Chiusa in qualche modo la vicenda delle liste, con il contestatissimo placet di Napolitano, va ribadito che il Pdl ne esce con le ossa rotte. Però anche il Partito democratico di Bersani poteva trarne maggior profitto, e non finire schiacciato su Di Pietro.

I pidiellini hanno dimostrato di essere “polli delle libertà”, come li ha definiti Libero, “dilettanti allo sbaraglio” incapaci di compiere gli adempimenti elettorali: anche perché preda della guerra interna per bande, prima responsabile del risultato alla Tafazzi.

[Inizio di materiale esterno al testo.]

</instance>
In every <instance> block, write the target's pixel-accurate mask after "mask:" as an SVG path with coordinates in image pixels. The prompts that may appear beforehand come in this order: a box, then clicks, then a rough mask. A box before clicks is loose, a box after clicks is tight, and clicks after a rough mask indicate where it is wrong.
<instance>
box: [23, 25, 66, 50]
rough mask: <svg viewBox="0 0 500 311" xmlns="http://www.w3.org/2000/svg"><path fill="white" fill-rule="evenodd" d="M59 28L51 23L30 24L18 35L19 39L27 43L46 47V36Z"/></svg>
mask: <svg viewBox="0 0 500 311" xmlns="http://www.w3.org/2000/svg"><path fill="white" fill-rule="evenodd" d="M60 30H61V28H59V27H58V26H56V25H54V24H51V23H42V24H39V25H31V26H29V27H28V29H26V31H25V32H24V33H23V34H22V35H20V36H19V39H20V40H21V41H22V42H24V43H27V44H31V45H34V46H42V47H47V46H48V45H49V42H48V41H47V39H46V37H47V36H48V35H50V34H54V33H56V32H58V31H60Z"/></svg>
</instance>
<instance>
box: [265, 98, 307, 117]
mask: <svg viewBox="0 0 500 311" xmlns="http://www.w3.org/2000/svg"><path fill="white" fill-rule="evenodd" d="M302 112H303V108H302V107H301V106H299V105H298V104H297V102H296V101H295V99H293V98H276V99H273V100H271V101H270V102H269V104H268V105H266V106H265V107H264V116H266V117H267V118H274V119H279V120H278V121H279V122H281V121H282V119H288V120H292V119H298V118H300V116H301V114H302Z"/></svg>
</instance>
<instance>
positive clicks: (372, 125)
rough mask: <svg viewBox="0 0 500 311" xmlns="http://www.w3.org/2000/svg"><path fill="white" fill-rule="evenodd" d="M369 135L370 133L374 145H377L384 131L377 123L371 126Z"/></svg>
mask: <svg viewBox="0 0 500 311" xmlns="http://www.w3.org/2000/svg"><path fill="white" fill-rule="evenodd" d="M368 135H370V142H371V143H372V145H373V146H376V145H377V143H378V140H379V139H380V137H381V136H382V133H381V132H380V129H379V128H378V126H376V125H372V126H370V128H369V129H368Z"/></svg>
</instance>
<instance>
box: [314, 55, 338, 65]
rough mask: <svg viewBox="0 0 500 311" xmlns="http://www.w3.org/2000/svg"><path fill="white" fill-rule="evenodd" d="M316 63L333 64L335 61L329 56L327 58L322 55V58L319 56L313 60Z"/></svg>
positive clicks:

Dopo di che, invece di scusarsi con i propri elettori e l’intera cittadinanza, invece che chiedere – da penitenti – l’aiuto del Capo dello Stato e della stessa opposizione, i polli hanno anche voluto fare gli arroganti. Hanno cioè tirato in ballo l’abituale “congiura dei magistrati”. Ipotesi che resta sempre plausibile finché ci saranno magistrati che partecipano ad iniziative di partito, ma che non può far dimenticare come – in ogni caso – siano stati i polli a fornire, ben confezionato sul classico piatto d’argento, tutto il materiale per l’ipotetica congiura…

Esilaranti, in conclusione, i leaders del Pdl nella loro difesa di Napolitano, nel loro sdegno per gli insulti che oggi Di Pietro rivolge al Capo dello Stato. Insulti identici a quelli che loro stessi gli avevano rivolto solo l’ottobre di fronte alla bocciatura del Lodo Alfano…

Ribadito questo, va aggiunto che Pd non ha saputo approfittare – come scrive oggi Giuliano Ferrara – di questo misto di “scemenza e arroganza” della destra. Il partito di Bersani infatti avrebbe dovuto cuocere a fuoco lento l’avversario, tenerlo fino all’ultimo sulla corda, sottolineare in ogni modo la dabbenaggine dei quadri dirigenti del Cavaliere. Ma alla fine, incassati tutti i benefit derivanti dallo sbracamento del Pdl, avrebbe dovuto e potuto sferrare anche il colpo di grazia: cioè offrire lui una soluzione. O, quantomeno, accogliere subito la soluzione che lo stesso (suo) presidente Napolitano aveva accettato.

Questo per due motivi. Il primo di puro buon senso, ricordato dallo stesso Capo dello Stato: la vittoria a tavolino è impensabile, impensabile che gli elettori di centrodestra restassero esclusi dalle urne in Lombardia e in Lazio. Il secondo di identità politica: dimostrando cioè, il Pd, di essere una sinistra riformista e di governo che sa farsi carico delle soluzioni dei problemi; e non una sinistra ululante, che ulula sempre il proprio sdegno, morale e legale, senza però mai indicare un percorso utile ad…abbassare il volume.

E così, il 28 marzo, il Pdl perderà di sicuro consensi, perchè è difficile aver fiducia in chi si dimostra incapace perfino di “governare” gli adempimenti burocratici. Ma ne perderà anche il Pd di Bersani, appiattito sul Di Pietro ululante.